Ou seja, a desinformação dá certo porque as pessoas expectam ser desinformadas e, inevitavelmente, querem ser parte dessa campanha, e repassar a inverdade traz a elas uma identidade com a ignorância massificada.

Se o país passa por dificuldades fiscais e orçamentárias, e é preciso reduzir gastos para que o navio não afunde, ao se anunciar o contingenciamento das despesas em determinadas áreas, como saúde ou educação, o que o desinformante faz é anunciar que esses setores vão morrer. Ele, o desinformante, não está interessado em repassar a informação da necessidade de ajuste fiscal e contingenciamento (contingenciar é diferente de cortar; o primeiro diz respeito a interromper por um período de tempo, mas que será retomado quando as coisas melhorarem; o segundo diz respeito a extinguir de fato), mas se preocupa unicamente em causar impacto, e para isso, nada melhor que propagar que “pobres não terão onde estudar ou onde receber atendimentos de saúde”. A notícia que vende não é aquela que as pessoas precisam ouvir. A notícia que vende é aquela que as pessoas querem ouvir para darem vazão aos seus sentimentalismos e emoções revolucionárias, e, muitas vezes, essa notícia é uma mentira e desinformação engendrada para o caos.

Um livro que chama bastante a atenção para a campanha de desinformação é o Fahrenheit 451, do autor Ray Bradbury. O livro é uma ficção distópica focada no personagem Montag, um bombeiro. Só que os bombeiros no livro são diferentes dos bombeiros do mundo real. Em vez de apagar fogo, eles incendeiam. Mas é aí onde fica interessante a história. Os bombeiros eram chamados para queimar livros. E por que livros?

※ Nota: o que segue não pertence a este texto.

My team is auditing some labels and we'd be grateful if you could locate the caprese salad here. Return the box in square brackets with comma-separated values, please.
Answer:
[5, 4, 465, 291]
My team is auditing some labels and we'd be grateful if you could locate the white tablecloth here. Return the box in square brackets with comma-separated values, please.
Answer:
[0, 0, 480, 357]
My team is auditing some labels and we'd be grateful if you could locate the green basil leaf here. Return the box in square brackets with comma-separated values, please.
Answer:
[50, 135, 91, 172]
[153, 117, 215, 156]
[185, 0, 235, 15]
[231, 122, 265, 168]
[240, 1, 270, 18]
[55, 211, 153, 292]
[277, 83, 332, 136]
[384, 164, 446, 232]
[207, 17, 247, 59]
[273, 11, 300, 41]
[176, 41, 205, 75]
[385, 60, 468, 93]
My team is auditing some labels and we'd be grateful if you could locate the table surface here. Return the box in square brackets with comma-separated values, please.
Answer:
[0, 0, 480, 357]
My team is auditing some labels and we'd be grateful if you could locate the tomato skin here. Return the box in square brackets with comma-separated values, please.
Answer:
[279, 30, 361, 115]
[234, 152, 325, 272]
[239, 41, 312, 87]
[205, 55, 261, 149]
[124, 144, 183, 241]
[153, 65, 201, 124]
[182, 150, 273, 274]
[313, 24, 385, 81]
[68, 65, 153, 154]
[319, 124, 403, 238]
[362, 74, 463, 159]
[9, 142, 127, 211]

Bom, para responder essa dúvida, deixo a palavra com o chefe de Montag, Capitão Beatty:

“Se não quiser um homem politicamente infeliz, não lhe dê os dois lados de uma questão para resolver; dê-lhe apenas um. Melhor ainda, não lhe dê nenhum. Deixe que ele se esqueça de que há uma coisa como a guerra. Se o governo é ineficiente, despótico e ávido por impostos, melhor que ele seja tudo isso do que as pessoas se preocuparem com isso.”

E nada melhor que manter um homem nessa condição do que tolhendo-lhe as informações necessárias para compreensão do mundo ao redor (nesse caso, os livros tinham esse papel). Algo parecido é visto também em outra ficção distópica, 1984, de George Orwell, onde Winston (personagem coadjuvante da trama) se vê confuso entre manter a lealdade ao Partido e se voltar contra ele. O Partido possuía três lemas, fundamentais para sua manutenção no poder. Eram eles: “Guerra é Paz. Liberdade é Escravidão. Ignorância é Força.” Para o presente texto interessa o terceiro lema – Ignorância é Força.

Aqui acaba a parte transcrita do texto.